I've been lurking on here lately....didn't feel like joining any threads (sorry) - I just didn't feel like typing (I guess) -- everyone on my regular email list thought I'd died.

Anyway, I planned on doing some smoking today...so my youngest and I went shopping. Raw almonds, lots of garlic, cauliflower, eggs, and some (more traditional) chicken breasts. -- He says--"wait a minute, you are gonna smoke ALL of this stuff?"

You people on here are GREAT!!!! The only thing was even remotely disappointing was the eggs (there wasn't much of a "smoke" flavor to them.

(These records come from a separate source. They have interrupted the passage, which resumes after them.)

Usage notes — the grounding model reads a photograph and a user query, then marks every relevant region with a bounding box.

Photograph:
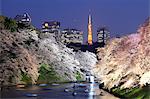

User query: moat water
[1,83,117,99]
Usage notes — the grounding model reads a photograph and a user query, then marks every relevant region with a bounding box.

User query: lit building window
[45,23,48,27]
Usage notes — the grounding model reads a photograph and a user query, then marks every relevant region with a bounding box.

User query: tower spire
[88,14,93,45]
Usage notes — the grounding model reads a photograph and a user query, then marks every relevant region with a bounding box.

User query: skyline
[0,0,150,42]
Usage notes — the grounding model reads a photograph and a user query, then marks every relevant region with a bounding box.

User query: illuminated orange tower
[88,15,93,45]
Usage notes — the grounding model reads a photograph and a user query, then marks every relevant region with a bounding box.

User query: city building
[41,21,61,41]
[42,21,60,33]
[88,15,93,45]
[61,29,83,45]
[97,27,110,45]
[14,13,31,26]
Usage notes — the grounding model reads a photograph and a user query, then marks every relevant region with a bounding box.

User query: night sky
[0,0,150,41]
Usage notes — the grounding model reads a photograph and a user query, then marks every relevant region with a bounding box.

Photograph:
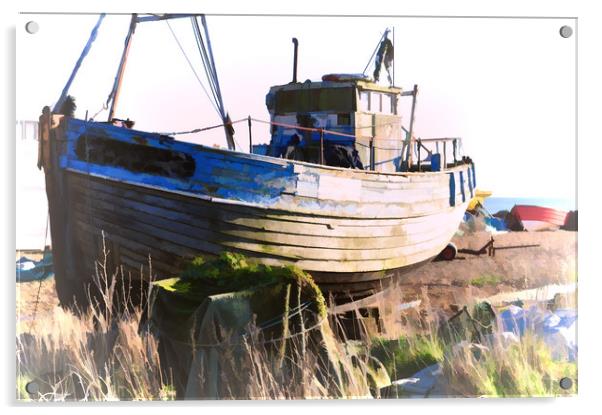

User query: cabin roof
[270,79,402,94]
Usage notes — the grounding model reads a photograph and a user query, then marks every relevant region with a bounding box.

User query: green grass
[370,336,443,379]
[443,334,577,397]
[468,275,503,288]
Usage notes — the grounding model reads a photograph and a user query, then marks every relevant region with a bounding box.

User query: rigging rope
[165,19,221,115]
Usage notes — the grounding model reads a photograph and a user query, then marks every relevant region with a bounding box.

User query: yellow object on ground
[467,189,493,210]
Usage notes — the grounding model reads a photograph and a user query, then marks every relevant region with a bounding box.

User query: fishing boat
[39,15,476,304]
[510,205,567,232]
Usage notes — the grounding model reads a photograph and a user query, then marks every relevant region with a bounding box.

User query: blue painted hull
[42,115,475,304]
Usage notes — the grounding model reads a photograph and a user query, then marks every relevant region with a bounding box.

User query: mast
[408,84,418,170]
[107,13,138,122]
[52,13,105,112]
[193,14,236,150]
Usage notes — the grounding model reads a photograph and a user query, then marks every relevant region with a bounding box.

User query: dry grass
[17,234,576,401]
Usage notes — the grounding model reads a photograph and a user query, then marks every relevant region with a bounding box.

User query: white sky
[16,15,576,198]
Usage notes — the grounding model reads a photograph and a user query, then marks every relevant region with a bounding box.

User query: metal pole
[418,139,422,171]
[247,115,253,154]
[293,37,299,84]
[393,26,395,86]
[320,128,324,164]
[52,13,105,112]
[108,13,138,122]
[443,141,447,170]
[407,84,418,170]
[370,137,374,171]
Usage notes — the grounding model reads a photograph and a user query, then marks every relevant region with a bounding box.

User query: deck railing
[155,115,462,171]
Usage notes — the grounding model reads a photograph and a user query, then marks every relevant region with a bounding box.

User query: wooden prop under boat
[39,13,475,304]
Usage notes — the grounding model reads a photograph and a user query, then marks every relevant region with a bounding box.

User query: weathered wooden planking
[68,164,461,219]
[75,196,455,260]
[74,198,454,254]
[69,174,464,245]
[70,173,451,227]
[69,197,460,272]
[68,172,464,237]
[74,191,455,260]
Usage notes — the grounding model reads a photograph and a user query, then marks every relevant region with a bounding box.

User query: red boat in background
[510,205,568,231]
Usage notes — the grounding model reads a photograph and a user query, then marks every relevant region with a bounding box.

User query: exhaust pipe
[293,37,299,83]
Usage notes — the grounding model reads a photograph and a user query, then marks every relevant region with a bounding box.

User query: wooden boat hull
[41,116,474,301]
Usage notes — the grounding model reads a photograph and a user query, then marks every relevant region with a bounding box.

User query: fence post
[247,115,253,154]
[452,138,458,166]
[418,138,422,171]
[443,140,447,170]
[370,137,374,171]
[320,128,324,164]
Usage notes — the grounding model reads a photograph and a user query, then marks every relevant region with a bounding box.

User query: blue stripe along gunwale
[41,116,474,297]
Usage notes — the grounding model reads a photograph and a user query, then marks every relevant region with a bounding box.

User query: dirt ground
[399,230,577,309]
[17,231,577,328]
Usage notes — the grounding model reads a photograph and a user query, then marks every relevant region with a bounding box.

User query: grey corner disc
[560,26,573,39]
[560,378,573,390]
[25,20,40,35]
[25,382,40,395]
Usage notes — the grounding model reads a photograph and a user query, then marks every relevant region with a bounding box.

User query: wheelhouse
[257,75,406,171]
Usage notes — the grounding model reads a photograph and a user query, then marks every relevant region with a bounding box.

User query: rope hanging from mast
[190,15,236,150]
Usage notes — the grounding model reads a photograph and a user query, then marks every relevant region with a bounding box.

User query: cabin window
[337,114,351,125]
[75,134,196,179]
[276,88,355,114]
[360,91,370,112]
[381,94,395,114]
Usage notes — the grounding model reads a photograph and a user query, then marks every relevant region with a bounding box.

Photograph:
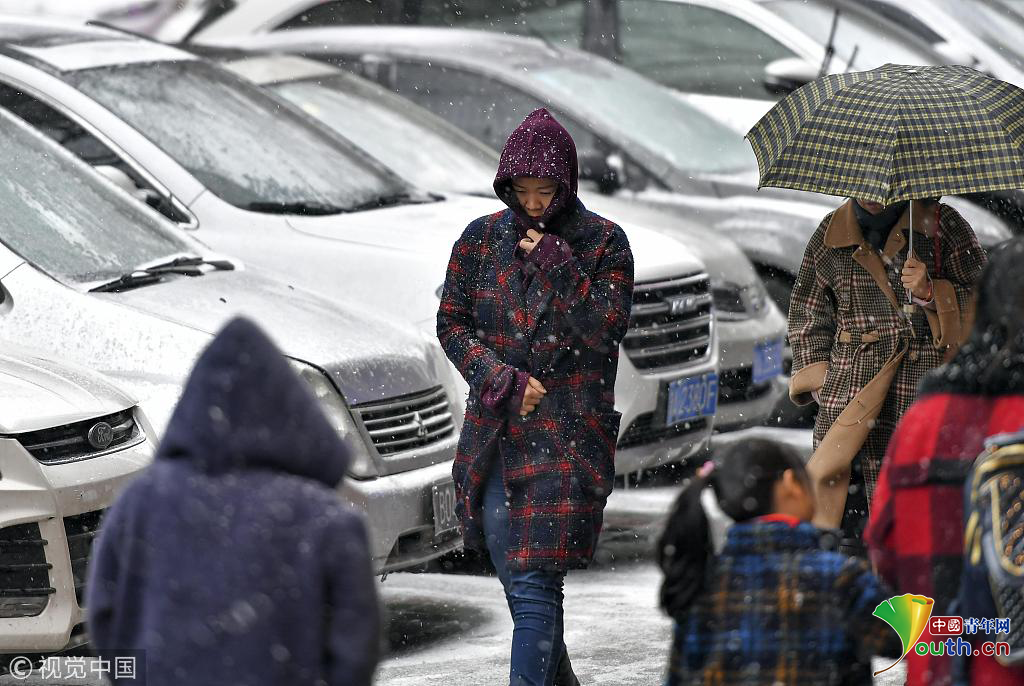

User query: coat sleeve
[536,225,633,351]
[437,219,519,403]
[925,205,986,348]
[788,215,836,404]
[323,511,381,686]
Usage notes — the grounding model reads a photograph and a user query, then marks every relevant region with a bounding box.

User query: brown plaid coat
[437,201,633,570]
[790,201,985,524]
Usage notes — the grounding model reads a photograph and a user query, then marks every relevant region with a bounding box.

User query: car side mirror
[764,57,818,95]
[580,153,626,196]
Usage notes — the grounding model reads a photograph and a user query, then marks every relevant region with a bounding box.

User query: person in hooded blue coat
[86,319,380,686]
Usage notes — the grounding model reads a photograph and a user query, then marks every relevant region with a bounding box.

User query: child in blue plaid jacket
[658,440,900,686]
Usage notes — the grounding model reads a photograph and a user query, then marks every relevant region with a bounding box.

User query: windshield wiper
[245,201,349,216]
[345,192,444,212]
[89,257,234,293]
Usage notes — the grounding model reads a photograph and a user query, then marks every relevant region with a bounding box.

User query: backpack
[957,430,1024,666]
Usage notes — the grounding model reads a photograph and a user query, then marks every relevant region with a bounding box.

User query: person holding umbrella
[748,65,1024,554]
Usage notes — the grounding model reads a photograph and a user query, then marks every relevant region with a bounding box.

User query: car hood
[0,342,135,434]
[99,271,439,404]
[288,195,703,323]
[586,196,758,286]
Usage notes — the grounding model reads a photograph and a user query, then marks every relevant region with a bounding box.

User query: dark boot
[555,650,580,686]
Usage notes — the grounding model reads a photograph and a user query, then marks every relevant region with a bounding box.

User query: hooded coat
[437,110,633,570]
[86,319,380,686]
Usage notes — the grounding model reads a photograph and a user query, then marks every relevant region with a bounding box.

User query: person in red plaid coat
[864,238,1024,686]
[437,109,633,686]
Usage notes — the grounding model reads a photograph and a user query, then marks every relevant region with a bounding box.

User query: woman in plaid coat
[790,200,985,548]
[437,110,633,686]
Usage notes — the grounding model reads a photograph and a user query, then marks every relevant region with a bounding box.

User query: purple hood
[495,108,580,230]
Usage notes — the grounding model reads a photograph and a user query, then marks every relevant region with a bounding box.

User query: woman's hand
[901,257,932,300]
[519,377,548,417]
[519,228,544,256]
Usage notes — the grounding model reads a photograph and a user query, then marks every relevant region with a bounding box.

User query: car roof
[0,15,197,73]
[209,27,604,73]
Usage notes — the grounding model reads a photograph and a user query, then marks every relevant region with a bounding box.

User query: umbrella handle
[903,199,916,318]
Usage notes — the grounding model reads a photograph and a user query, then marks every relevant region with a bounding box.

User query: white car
[205,55,785,432]
[0,350,155,662]
[0,18,718,474]
[0,111,461,572]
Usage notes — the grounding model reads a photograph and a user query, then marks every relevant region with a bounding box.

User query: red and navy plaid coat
[437,109,633,570]
[864,387,1024,686]
[437,202,633,570]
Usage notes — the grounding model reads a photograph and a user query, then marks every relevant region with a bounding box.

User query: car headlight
[289,358,379,479]
[711,278,768,321]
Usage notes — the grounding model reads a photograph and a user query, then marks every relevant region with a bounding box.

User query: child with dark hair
[657,440,900,686]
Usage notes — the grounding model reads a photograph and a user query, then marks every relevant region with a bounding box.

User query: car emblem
[87,422,114,451]
[413,412,429,438]
[666,295,697,314]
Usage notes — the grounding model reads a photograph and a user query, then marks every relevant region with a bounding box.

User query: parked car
[0,20,718,474]
[202,51,785,431]
[218,27,1010,312]
[0,111,461,572]
[0,350,155,655]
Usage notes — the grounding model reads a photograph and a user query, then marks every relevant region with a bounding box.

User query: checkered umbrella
[746,65,1024,205]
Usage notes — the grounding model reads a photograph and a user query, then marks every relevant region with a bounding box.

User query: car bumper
[615,350,718,474]
[715,307,786,432]
[0,411,153,653]
[339,460,462,574]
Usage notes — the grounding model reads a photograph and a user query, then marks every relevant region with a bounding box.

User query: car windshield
[939,0,1024,69]
[530,65,757,174]
[762,0,935,71]
[271,77,498,194]
[67,60,409,211]
[0,115,195,285]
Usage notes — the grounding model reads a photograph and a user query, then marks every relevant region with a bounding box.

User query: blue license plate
[665,372,718,426]
[753,341,782,384]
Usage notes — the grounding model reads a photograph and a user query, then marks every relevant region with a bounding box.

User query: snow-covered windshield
[271,77,498,194]
[939,0,1024,69]
[67,60,409,212]
[0,116,194,284]
[531,63,757,174]
[762,0,935,71]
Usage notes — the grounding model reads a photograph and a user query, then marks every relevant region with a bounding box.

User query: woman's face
[512,176,558,219]
[857,200,886,214]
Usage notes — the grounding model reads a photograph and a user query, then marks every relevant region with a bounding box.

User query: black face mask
[852,200,910,252]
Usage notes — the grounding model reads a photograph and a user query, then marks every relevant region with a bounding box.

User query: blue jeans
[483,458,565,686]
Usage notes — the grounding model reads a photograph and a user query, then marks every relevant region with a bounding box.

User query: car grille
[618,413,708,449]
[718,367,771,404]
[65,510,103,607]
[352,386,455,457]
[623,273,713,371]
[13,410,145,465]
[0,523,56,616]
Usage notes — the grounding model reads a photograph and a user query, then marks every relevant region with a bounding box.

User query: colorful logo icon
[871,593,935,677]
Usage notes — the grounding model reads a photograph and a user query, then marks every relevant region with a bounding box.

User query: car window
[276,0,584,47]
[0,109,194,284]
[271,77,497,194]
[938,0,1024,69]
[65,60,408,212]
[393,61,544,149]
[763,0,935,71]
[618,0,797,98]
[0,84,193,223]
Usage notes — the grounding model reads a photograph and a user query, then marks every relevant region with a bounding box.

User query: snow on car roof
[8,39,197,72]
[0,16,196,72]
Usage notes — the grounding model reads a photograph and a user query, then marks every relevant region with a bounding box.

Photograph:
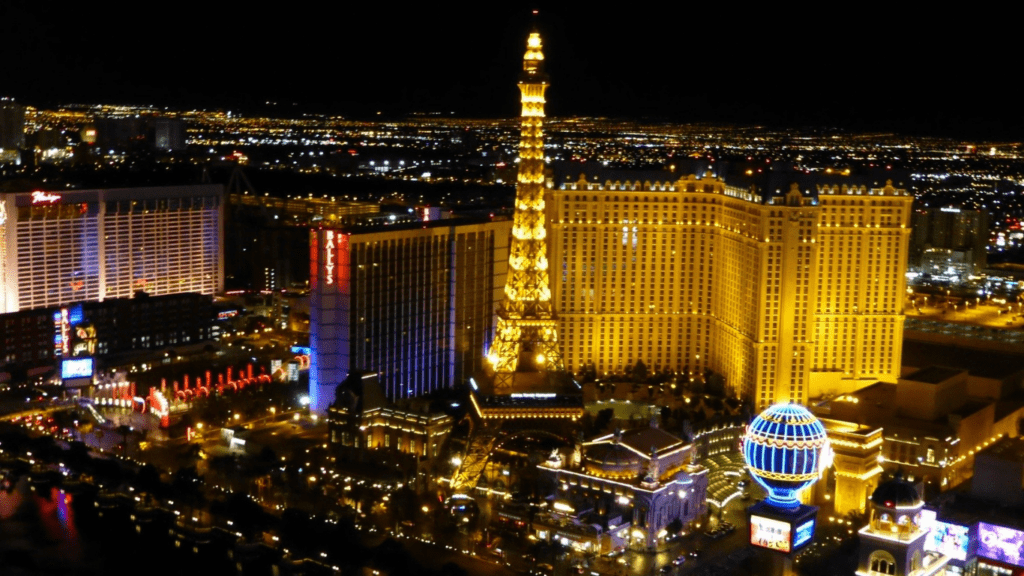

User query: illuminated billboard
[793,518,814,548]
[60,358,93,380]
[751,516,790,553]
[925,520,970,561]
[978,522,1024,568]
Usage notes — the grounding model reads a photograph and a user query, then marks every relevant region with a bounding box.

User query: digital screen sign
[978,522,1024,568]
[751,516,790,553]
[793,519,814,548]
[925,520,970,561]
[60,358,93,380]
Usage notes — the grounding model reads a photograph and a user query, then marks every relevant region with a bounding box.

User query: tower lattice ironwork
[487,31,562,394]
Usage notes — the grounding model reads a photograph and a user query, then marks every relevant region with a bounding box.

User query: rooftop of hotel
[902,366,964,384]
[978,437,1024,464]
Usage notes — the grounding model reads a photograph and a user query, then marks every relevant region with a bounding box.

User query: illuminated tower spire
[487,30,562,394]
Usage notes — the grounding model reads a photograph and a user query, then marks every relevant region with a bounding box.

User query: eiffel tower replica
[476,29,583,420]
[449,24,583,496]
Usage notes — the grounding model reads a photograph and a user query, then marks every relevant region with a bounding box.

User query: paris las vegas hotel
[545,172,912,408]
[310,28,912,408]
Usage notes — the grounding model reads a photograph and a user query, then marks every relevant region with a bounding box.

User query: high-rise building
[547,173,912,407]
[487,32,563,395]
[309,219,512,413]
[0,184,224,313]
[0,97,25,164]
[910,206,988,280]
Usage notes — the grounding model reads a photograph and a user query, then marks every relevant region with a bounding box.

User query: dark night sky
[0,0,1024,140]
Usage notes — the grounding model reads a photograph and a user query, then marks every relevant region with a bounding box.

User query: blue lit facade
[309,219,511,413]
[743,404,831,509]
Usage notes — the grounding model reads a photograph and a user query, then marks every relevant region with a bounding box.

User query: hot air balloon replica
[743,404,833,574]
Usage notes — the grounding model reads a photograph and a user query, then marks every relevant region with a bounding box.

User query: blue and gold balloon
[743,404,831,508]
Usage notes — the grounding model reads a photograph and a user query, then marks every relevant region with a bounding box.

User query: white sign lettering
[324,230,334,286]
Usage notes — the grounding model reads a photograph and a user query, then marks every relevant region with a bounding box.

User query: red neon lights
[32,190,60,204]
[324,230,334,286]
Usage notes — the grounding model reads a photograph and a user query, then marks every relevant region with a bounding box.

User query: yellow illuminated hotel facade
[546,172,912,409]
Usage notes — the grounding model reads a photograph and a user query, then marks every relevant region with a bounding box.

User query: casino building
[309,214,512,407]
[0,184,224,313]
[534,420,708,552]
[546,172,912,409]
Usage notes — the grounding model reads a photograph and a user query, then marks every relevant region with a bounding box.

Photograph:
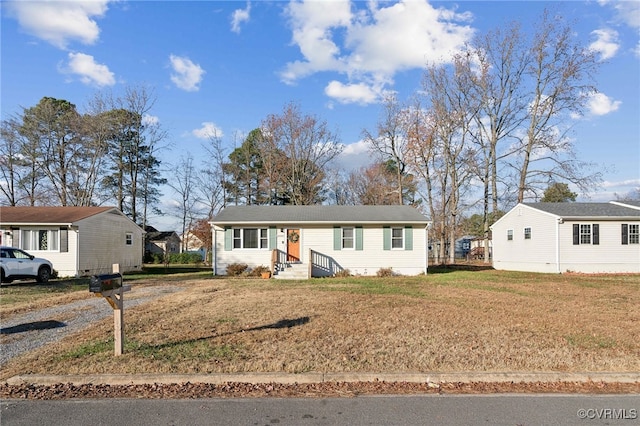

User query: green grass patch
[58,338,114,361]
[0,278,89,306]
[129,339,240,363]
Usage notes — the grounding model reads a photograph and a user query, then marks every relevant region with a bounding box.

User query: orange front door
[287,229,300,262]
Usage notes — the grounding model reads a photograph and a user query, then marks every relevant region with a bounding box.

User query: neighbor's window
[342,227,355,249]
[580,225,591,244]
[391,228,404,249]
[622,223,640,244]
[629,225,640,244]
[21,229,60,251]
[233,228,269,249]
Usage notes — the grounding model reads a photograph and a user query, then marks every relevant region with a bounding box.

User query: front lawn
[2,268,640,378]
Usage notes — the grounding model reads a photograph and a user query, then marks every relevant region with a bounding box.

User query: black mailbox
[89,274,122,293]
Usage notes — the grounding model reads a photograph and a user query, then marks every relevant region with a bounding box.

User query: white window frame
[340,226,356,250]
[232,228,269,250]
[579,223,593,245]
[19,228,60,251]
[627,223,640,244]
[391,226,404,250]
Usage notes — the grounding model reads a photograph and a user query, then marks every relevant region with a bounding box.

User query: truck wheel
[36,266,51,283]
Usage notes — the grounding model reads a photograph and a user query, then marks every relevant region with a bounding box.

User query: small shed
[0,207,144,277]
[491,201,640,273]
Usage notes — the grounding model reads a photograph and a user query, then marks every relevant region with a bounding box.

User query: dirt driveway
[0,286,184,367]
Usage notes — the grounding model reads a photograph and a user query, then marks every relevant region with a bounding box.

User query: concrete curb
[6,372,640,386]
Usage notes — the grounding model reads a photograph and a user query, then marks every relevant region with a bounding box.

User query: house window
[342,227,355,249]
[233,228,269,249]
[622,223,640,244]
[573,223,600,245]
[580,225,591,244]
[391,228,404,249]
[21,229,60,251]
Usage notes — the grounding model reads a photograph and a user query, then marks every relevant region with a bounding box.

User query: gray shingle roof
[522,203,640,218]
[211,205,429,225]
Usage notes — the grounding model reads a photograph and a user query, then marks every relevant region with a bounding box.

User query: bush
[376,268,394,277]
[169,253,202,265]
[333,269,351,278]
[249,265,271,277]
[227,263,249,277]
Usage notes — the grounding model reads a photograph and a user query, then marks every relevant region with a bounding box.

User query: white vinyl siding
[233,228,269,249]
[491,205,640,273]
[19,228,60,251]
[214,224,427,276]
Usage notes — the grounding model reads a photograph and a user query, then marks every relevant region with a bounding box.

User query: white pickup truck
[0,247,53,283]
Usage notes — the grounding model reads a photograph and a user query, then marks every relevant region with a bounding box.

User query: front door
[287,229,300,262]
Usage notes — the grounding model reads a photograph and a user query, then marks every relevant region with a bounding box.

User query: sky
[0,0,640,229]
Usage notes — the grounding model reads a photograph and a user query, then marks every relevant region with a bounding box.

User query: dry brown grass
[1,270,640,379]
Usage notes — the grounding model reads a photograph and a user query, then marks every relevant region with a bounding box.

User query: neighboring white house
[0,207,144,277]
[211,205,430,278]
[491,201,640,273]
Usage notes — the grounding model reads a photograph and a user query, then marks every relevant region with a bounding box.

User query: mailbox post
[89,264,131,356]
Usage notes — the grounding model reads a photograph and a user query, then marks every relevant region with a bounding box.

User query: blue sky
[0,0,640,230]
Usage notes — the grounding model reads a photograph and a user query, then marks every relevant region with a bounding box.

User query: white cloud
[602,179,640,188]
[142,114,160,126]
[3,0,109,49]
[61,52,116,87]
[587,93,622,115]
[231,2,251,34]
[191,121,224,139]
[324,80,379,104]
[169,55,205,92]
[336,140,375,172]
[589,28,620,61]
[281,0,473,102]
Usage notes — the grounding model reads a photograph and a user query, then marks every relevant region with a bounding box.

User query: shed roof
[522,203,640,219]
[211,205,429,225]
[0,206,115,224]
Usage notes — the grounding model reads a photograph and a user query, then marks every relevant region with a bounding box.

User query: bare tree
[261,103,342,205]
[201,130,227,219]
[362,95,409,204]
[514,11,601,202]
[168,153,198,251]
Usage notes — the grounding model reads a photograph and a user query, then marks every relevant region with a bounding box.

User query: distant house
[211,206,430,278]
[0,207,144,277]
[144,226,181,257]
[491,201,640,273]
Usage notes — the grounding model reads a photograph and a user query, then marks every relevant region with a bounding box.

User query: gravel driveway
[0,286,183,367]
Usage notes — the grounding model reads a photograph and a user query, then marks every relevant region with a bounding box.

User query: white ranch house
[211,206,430,278]
[491,201,640,273]
[0,207,144,277]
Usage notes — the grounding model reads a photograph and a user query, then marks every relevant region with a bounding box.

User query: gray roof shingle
[211,205,429,225]
[522,203,640,218]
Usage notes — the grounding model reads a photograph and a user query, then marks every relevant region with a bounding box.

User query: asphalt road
[0,394,640,426]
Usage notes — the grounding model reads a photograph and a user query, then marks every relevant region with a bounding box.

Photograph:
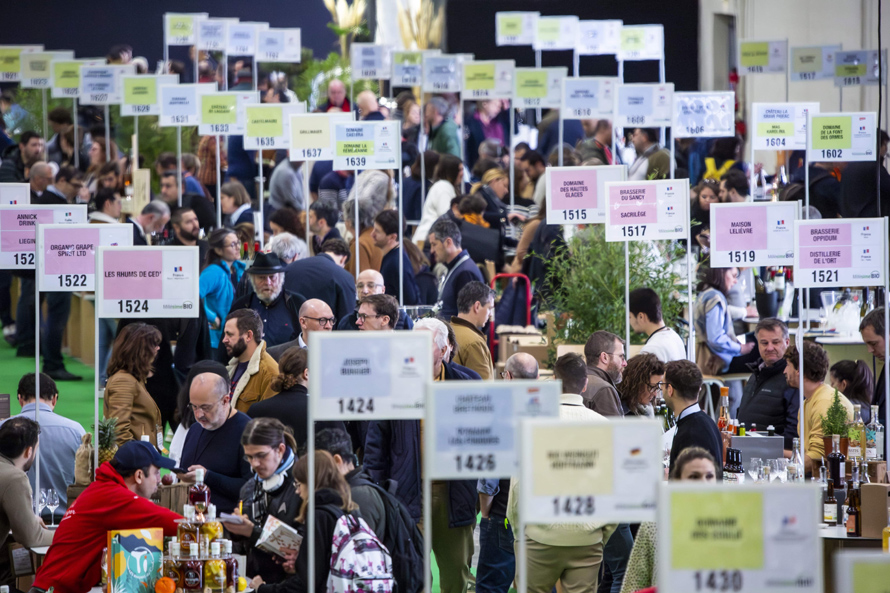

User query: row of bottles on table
[164,539,239,593]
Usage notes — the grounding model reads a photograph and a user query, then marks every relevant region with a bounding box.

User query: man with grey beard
[232,253,306,346]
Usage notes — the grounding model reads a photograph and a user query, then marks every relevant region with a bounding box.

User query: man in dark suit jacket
[661,360,723,480]
[284,239,355,319]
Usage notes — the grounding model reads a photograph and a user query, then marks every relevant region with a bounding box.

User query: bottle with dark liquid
[828,434,847,490]
[182,546,204,593]
[189,467,210,515]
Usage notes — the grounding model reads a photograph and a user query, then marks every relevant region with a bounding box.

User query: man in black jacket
[738,317,800,451]
[661,360,723,480]
[284,239,355,319]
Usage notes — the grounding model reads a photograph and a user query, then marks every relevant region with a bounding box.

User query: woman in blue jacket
[199,228,247,349]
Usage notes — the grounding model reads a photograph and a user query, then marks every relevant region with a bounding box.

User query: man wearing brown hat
[232,253,306,346]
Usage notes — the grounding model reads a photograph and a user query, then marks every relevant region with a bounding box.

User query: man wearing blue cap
[30,441,182,593]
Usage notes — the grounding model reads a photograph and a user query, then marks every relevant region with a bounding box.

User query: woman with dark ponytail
[221,418,302,583]
[829,360,875,424]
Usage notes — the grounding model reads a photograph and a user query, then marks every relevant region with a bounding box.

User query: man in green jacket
[424,97,460,157]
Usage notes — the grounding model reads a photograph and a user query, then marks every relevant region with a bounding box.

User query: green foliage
[822,389,847,438]
[547,225,686,344]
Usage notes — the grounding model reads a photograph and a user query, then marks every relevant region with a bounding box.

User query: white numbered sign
[96,245,201,319]
[606,179,689,241]
[424,381,562,480]
[710,200,801,268]
[794,218,887,288]
[519,418,664,524]
[0,204,87,270]
[309,331,433,420]
[37,224,133,292]
[544,165,627,224]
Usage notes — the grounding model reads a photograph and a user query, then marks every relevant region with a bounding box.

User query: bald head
[504,352,538,380]
[300,299,337,345]
[355,270,386,301]
[355,91,380,117]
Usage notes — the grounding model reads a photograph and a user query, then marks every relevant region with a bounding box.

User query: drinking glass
[46,488,59,525]
[769,459,788,484]
[748,457,763,482]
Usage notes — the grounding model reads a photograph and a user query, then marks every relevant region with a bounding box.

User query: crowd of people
[0,40,890,593]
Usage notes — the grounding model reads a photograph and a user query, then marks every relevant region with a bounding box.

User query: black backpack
[355,478,423,593]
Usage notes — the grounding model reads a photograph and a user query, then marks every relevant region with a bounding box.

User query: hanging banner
[164,12,210,45]
[288,112,353,161]
[561,76,618,119]
[519,418,670,531]
[244,102,306,150]
[36,224,133,292]
[309,330,433,420]
[532,16,578,51]
[424,381,562,480]
[198,91,259,136]
[226,23,269,56]
[80,64,136,105]
[463,60,516,100]
[334,121,401,171]
[791,45,841,81]
[606,179,689,241]
[710,200,801,266]
[0,204,87,270]
[577,21,624,56]
[794,218,888,288]
[20,51,74,89]
[96,245,201,319]
[656,484,823,593]
[544,165,627,224]
[158,82,216,127]
[807,111,878,162]
[513,68,569,109]
[256,29,303,63]
[834,49,887,87]
[614,82,674,128]
[751,103,819,150]
[49,60,105,99]
[0,183,31,206]
[494,12,541,47]
[349,43,392,80]
[423,54,461,93]
[121,74,179,116]
[195,19,238,51]
[738,39,788,76]
[618,25,664,62]
[671,91,735,138]
[0,45,42,82]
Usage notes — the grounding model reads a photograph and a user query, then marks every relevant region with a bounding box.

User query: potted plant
[822,389,850,457]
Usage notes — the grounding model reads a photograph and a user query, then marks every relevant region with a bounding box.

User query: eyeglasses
[303,317,337,327]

EVERYTHING else was amazing.
The almonds were fine right off the smoker, but let them sit for an hour or so and they were MUCH better.
The garlic was "as expected".....I LOVE garlic anyway.
The cauliflower was very tasty.
Oh yeah, and the chicken breasts were very good also.
We pretty much decided that EVERY TIME the smoker is fired up, there will be almonds involved.
Thanx alot people!!!!!! 
	

	
	
		
		



		
			






(.....sorry , no qview)(don't punish me too much)


----------



## bayouchilehead (May 17, 2010)

Your not crazy, your insane with the smoking bug....and that's a good thing!!


----------



## pineywoods (May 17, 2010)

Sounds like a great day the eggs will be better tomorrow


----------



## jirodriguez (May 17, 2010)

Yeah... the eggs are a very light flavor, but I love them. I make deviled eggs, and everybody tries to figure out what that mystery flavor is.... lol.


----------



## forluvofsmoke (May 17, 2010)

Hey brother, there's always a welcome mat at this door.

As it reads under my avitar pic.....

Interesting about the eggs, as I've not tried 'em yet...my theory would be that the membrane blocks the smoke from penetrating into the white/yolk...I know the shell wouldn't prevent penetration, as it has microscopic pores and can "breathe"...I may be wrong.

Irishteabear has smoked 'em a few times...she may know what's up and can give you some tips.

Heh, I just started thinking about tossing some on for my next smoke...uh...that was a couple weeks ago...better get the lead otta my butt!

Eric


----------



## jamminjimi (May 17, 2010)

Pics or it did not happen!! Just sayin!! Done eggs a couple of times. The appearance is cool the taste is well just as you know. No big deal.


----------



## violator (May 17, 2010)

...but Dude it DID happen,....I have the smokey flavored belches to prove it.


----------



## eman (May 17, 2010)

Welcome to the site . I've seen that pic b4 somewhere???


----------



## violator (May 17, 2010)

Do you mean the avatar picture?
...cuz, if so.....I've been on here for awhile now, I just haven't posted in a few weeks......or maybe it was on some other site (I do like forums)(they really help out a LOT)


----------



## chefrob (May 17, 2010)

those are the best........


----------